Question-and-Answer Resource for the Building Energy Modeling Community
 | 1 | initial version |
Here is the description for the Air Wall Zone Mixing measure. It was a very basic proof of concept to look at using zone air mixing vs. conductive heat transfer between zones for models where the zone boundary doesn't represent a physical wall. It has a very simple formula that is by no means CFD, and it provides a user multiplier that can be used to do sensitivity analysis on more or less mixing between zones.
This measure replaces conductive heat transfer with zone mixing wherever air walls are used on matched surfaces or sub-surfaces for walls. A user argument is exposed for a coefficient that represents a target air changes per hour (ACH) for a room where the zone volume/the air wall surface area is the same as its zone height. As the room gets deeper the additional airflow per unit of depth decreases. If two zones have different mixing estimates, the lower will be used. If a smaller portion of an inter-zone wall is an air wall, that will also decrease zone mixing airflow. A construction will be hard assigned to the matched surfaces using the air wall, and the then boundary condition will be changed to adiabatic. This will avoid including both air mixing and conductive transfer across zones. Zone mixing objects will also be made for sub-surface air walls, but they can't be made adiabatic unless their base surface also is. A warning will be issued if that happens
The modeler description provides formula and some examples, as well as a PDF guide in the "resources" directory.
flow rate = zone mixing coefficient * zone volume/sqrt(zone volume / (air wall area * zone height).

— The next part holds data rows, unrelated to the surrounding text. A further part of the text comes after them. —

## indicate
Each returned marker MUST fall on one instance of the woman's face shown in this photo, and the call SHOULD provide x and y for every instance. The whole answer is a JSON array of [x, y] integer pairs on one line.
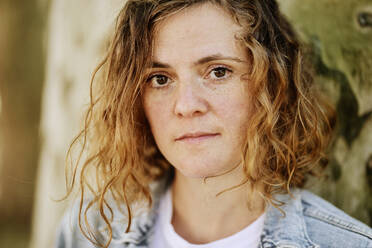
[[196, 98]]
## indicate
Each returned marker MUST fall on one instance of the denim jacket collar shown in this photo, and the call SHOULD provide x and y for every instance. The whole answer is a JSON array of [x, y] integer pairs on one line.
[[289, 230], [279, 231]]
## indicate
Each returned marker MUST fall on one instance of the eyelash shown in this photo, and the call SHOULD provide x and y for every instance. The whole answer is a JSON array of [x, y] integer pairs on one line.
[[227, 71]]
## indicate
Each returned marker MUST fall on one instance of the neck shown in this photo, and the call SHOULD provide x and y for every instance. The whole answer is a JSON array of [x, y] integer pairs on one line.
[[203, 212]]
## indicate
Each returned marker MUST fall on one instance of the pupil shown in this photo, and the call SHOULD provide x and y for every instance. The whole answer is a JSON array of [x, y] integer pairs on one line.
[[161, 80], [220, 72]]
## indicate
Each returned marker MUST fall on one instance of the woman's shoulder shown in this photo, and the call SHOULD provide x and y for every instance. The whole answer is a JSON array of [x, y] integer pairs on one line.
[[326, 223], [311, 221]]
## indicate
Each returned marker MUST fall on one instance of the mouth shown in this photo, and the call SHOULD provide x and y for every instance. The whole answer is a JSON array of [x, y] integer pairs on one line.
[[197, 137]]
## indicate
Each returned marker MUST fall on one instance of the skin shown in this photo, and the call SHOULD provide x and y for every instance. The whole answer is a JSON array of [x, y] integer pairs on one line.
[[198, 106]]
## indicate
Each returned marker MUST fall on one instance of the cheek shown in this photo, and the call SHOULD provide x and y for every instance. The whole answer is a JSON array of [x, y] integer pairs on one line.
[[234, 110], [156, 114]]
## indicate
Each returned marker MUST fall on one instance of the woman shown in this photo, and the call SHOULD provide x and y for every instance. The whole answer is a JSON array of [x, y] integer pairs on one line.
[[206, 113]]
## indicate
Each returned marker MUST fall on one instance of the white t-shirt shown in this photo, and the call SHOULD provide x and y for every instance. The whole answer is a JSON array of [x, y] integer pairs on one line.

You should get info messages that look like this
Add zone mixing between Thermal Zone: Space 101 and Thermal Zone: Space 104 with flowrate of 141.42 cfm
If there is enough heating load in the unconditioned zone B, then the amount of air mixing may only lower the temperature a small portion of the way to the temperature of zone A. Keep in mind there is mixing in both directions, so the hot air from B is brought into A while air from A is brought into B. If you system is autosized then it may get bigger to deal with the additional load on it.